Program helps rehabilitate inmates at California Health Care Facility

By Krissi Khokhobashvili, CDCR Public Information Officer
Photos by Eric Owens, CDCR Staff Photographer

Simon and Cody may look like typical puppies – Cody with his big ears and Simon with his impressively fluffy coat – but in reality they are well on their way to becoming highly trained service dogs destined to one day help people with disabilities. And while the pups may look typical, their handlers are anything but – they are inmates at the California Health Care Facility (CHCF).

Warden Brian Duffy has teamed with Canine Companions for Independence, a service dog-training program that provides assistance dogs at no charge to clients. Canine Companion dogs serve as mobility assistance dogs, dogs for people with autism, and as service dogs in a variety of settings, from courtrooms to classrooms.

The first step of their training often begins in prison, where inmates learn how to get the dogs ready for advanced training.

“It’s a nice way for them to give back and feel good,” said Carly Fermer, who comes to the Stockton prison weekly to work with the dogs and their inmate handlers. “They have so much time, and they really take the job seriously. The dogs are really, really sharp on all their commands when they come out.”

Indeed, dog-training programs are an emerging trend inside prisons.
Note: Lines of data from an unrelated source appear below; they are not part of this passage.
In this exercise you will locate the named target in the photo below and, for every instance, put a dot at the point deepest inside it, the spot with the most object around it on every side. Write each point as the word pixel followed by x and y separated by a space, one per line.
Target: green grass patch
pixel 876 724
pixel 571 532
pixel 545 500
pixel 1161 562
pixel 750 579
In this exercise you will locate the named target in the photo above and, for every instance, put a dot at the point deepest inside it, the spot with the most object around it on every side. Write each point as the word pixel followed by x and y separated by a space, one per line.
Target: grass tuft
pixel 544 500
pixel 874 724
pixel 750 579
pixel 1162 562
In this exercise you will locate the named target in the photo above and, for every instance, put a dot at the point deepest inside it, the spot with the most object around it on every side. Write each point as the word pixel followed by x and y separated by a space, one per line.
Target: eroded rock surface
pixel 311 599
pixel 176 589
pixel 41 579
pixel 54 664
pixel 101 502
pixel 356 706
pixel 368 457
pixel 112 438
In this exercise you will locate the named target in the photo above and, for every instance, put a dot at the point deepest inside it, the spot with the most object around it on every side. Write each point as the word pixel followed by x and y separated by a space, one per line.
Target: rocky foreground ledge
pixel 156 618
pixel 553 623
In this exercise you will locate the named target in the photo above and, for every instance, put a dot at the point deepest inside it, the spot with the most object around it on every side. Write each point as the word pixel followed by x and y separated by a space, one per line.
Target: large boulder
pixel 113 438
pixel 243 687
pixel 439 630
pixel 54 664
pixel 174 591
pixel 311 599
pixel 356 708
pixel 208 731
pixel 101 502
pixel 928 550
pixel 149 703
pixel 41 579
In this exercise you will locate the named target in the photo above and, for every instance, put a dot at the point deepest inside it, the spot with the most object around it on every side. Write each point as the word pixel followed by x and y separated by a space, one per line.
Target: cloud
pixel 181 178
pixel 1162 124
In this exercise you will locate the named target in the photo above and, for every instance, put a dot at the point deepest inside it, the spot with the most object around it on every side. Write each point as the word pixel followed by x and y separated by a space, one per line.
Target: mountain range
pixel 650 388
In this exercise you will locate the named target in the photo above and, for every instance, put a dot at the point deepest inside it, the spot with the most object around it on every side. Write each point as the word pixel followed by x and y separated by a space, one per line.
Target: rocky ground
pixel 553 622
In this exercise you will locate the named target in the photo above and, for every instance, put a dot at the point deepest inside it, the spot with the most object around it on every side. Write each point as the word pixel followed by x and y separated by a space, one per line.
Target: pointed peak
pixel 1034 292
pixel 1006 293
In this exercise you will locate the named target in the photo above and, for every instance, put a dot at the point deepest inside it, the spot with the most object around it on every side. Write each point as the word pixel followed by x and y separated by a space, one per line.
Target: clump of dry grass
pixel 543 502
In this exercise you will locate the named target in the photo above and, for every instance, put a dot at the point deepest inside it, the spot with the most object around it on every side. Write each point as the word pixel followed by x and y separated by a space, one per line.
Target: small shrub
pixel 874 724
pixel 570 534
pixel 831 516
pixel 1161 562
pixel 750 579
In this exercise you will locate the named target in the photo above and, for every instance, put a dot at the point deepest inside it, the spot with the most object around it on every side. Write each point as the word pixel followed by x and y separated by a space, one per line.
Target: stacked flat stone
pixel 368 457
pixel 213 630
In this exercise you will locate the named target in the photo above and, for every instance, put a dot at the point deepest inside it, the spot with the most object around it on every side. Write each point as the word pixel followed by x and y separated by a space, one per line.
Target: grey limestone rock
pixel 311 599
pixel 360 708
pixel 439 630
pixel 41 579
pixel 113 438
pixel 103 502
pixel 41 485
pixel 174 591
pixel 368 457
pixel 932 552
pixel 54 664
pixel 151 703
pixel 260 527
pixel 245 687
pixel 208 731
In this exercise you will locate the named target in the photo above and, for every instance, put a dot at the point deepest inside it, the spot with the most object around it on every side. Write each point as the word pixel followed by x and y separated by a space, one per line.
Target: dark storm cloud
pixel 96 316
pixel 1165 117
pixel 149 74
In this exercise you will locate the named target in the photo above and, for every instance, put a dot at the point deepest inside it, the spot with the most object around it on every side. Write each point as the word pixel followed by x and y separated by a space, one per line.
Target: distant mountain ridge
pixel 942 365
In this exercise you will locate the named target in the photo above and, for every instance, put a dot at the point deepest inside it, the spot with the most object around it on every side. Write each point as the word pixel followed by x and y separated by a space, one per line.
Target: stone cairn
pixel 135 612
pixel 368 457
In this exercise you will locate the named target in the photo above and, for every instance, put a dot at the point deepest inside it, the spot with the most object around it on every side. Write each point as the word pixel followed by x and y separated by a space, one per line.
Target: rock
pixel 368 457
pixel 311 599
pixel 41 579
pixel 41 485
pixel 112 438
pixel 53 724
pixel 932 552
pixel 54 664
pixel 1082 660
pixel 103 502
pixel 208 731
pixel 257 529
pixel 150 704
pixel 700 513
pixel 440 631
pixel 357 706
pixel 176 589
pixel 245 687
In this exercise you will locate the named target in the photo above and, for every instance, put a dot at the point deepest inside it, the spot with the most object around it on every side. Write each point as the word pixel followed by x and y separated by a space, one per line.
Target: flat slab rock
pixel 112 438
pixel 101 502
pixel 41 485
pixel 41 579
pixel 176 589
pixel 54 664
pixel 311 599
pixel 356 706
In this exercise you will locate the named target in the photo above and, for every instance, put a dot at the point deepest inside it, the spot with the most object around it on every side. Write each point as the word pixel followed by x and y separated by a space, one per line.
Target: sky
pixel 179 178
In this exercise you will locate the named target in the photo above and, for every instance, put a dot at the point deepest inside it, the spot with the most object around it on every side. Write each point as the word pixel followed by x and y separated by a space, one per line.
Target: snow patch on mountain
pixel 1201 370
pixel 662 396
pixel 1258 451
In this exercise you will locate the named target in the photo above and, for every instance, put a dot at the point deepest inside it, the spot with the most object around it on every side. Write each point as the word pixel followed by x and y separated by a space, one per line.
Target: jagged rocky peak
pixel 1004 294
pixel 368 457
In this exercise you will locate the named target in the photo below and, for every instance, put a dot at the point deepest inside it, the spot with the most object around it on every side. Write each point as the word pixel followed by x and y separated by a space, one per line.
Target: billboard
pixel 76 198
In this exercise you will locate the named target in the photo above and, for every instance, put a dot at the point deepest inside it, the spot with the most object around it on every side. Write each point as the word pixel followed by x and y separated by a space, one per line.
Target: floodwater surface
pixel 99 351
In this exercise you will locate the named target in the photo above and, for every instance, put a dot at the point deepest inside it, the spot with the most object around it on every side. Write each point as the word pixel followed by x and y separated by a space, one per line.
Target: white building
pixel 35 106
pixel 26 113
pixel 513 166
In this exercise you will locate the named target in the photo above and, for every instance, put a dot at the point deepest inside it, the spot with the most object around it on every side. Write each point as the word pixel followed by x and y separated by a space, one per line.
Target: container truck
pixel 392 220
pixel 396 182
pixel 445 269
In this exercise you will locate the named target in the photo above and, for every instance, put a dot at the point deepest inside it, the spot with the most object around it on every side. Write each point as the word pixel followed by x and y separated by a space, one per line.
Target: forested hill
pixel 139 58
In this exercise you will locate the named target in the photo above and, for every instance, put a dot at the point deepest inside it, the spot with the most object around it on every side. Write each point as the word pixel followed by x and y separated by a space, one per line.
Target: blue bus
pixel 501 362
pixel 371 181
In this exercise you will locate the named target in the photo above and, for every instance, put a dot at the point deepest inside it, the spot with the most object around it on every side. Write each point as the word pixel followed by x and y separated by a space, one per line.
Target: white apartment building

Inmates are able to devote 24-7 attention to the dogs, including bringing them to school and work assignments. The dogs sleep in kennels inside the prison dorms, and also spend one week each month with handlers outside to increase their socialization. In return, inmates learn new skills while also being able to give back to society.

“I hurt people, and now it’s time to help people,” said an inmate named Woody. “These dogs are really going to help some people. It’s part of me turning over, changing my life.”

Seven inmates are assigned to the Puppy Program, which Warden Duffy plans to grow to include up to 20 handlers and 10 dogs. The application process included interviews with the warden, who made sure that the men were ready to put in hard work to the program that is already having a positive effect on not just them, but the institution as well.

“The thing that amazed me is the first day when the dogs showed up, they came onto the yard and every inmate on that yard stopped,” Duffy remembered. “Every last one of them stopped and watched them the whole way while they were walking in. That’s something you don’t normally see in prison.”

The training aspect is something new for all the handlers involved, even those who had dogs when they were growing up. Inmate Jack said that while it’s one thing to raise a “normal” dog, teaching a dog how to be a service animal is a whole new ball game.

For their 18 to 24 months in prison, Cody and Simon will learn a battery of 40 commands, from “sit” and “stay” to more advanced skills like opening doors and retrieving dropped items. The handlers and volunteers will track the dogs’ progress to determine what type of service best suits their abilities.

Inmate Jack said working with the volunteers is an educational experience, and Fermer and her team are there to help every step of the way.

“We have a million questions every time they come, and they answer our questions to their best knowledge,” he said. “The way they work with dogs is amazing. It’s a great learning experience.”

Fermer, who trained her first Canine Companions dog in 1999, said it’s natural to get attached to the dogs, and hard to face the reality that they will leave. But when handlers learn where their dogs are going and who they are going to help, it’s all worth it.

Inmate Kevin said while Cody and Simon may be cute little puppies, he actually looks up to them as role models because they are working hard to help people. He found out about the program a month after his mother died of multiple sclerosis, and knew the program came to this prison for a reason.

“When I heard about this program, I thought, wow, what a great opportunity to be able to help somebody like my mom,” he said. “I prayed, and I got accepted. I’m very passionate about this program because it gives me an opportunity to nurture and train an animal that is one day going to help somebody.”

“This is probably one of the best things that ever happened to me,” he said. “I’m incarcerated, but look at what I’m doing.”